In the modern age, music has become such an essential part of everyone’s life. As the success of music streaming sites like Spotify indicates, American society demands non-stop music access. We want it free, we want all of it, and we want it now. We listen to it as a backdrop to so many things in our lives—and hopefully we listen to it as an experience in and of itself, too. Music has almost become a necessity in modern life. We crave it like we crave water and food. So, before the advent of iPods, CDs, cassette tapes, record players and even phonographs, how did people enjoy music? In particular, how did the Ancient Romans enjoy music?
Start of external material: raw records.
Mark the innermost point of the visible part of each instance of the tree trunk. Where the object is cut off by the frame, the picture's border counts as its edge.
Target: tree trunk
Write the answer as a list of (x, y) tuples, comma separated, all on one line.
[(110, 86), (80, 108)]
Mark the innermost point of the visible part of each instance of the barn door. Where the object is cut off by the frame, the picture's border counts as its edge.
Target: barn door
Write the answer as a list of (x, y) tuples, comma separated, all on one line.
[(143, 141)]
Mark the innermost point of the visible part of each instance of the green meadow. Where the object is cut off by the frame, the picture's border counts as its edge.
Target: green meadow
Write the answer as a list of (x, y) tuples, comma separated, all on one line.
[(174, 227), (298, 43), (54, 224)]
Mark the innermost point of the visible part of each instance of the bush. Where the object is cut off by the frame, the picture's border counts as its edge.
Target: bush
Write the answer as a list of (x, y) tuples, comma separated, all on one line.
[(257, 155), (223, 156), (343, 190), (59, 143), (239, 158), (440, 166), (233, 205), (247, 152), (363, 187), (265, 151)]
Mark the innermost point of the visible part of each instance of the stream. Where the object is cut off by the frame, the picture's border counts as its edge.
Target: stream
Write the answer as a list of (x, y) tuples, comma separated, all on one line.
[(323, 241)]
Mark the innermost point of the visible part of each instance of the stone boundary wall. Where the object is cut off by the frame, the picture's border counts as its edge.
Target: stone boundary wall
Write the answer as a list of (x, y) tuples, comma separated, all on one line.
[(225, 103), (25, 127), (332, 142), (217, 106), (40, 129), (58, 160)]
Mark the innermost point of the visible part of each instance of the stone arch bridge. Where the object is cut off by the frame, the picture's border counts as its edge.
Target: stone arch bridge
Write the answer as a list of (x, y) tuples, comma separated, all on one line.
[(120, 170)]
Was it a big part of their life and culture? Was it considered as worthy of an art as sculpture or pottery? As a modern human, I can’t even grasp the concept of not having music at my fingertips whenever I desire. I think the desire for music has to be some sort of innate human yearning, so how did the Romans fulfill that desire?
Well, upon first research I’ve found that the idea that “Rome was entirely unmusical” is apparently pretty prevalent. However, not every classicist thinks that. The best article I found that had the pro-music opinion of Rome is called “What Music Meant to the Romans.” Perfect! That’s exactly what I wanted to know. So, according to the article, much of the non-military music in Rome actually happened to originate from the Christians. Aside from this, most Roman music existed for the theater or for military purposes. Unfortunately, though, many Roman historians neglected to mention the music of the people because they associated it with the debauchery of party-animals like Nero. After all, in pretty much every picture of Nero we see him with his lyre.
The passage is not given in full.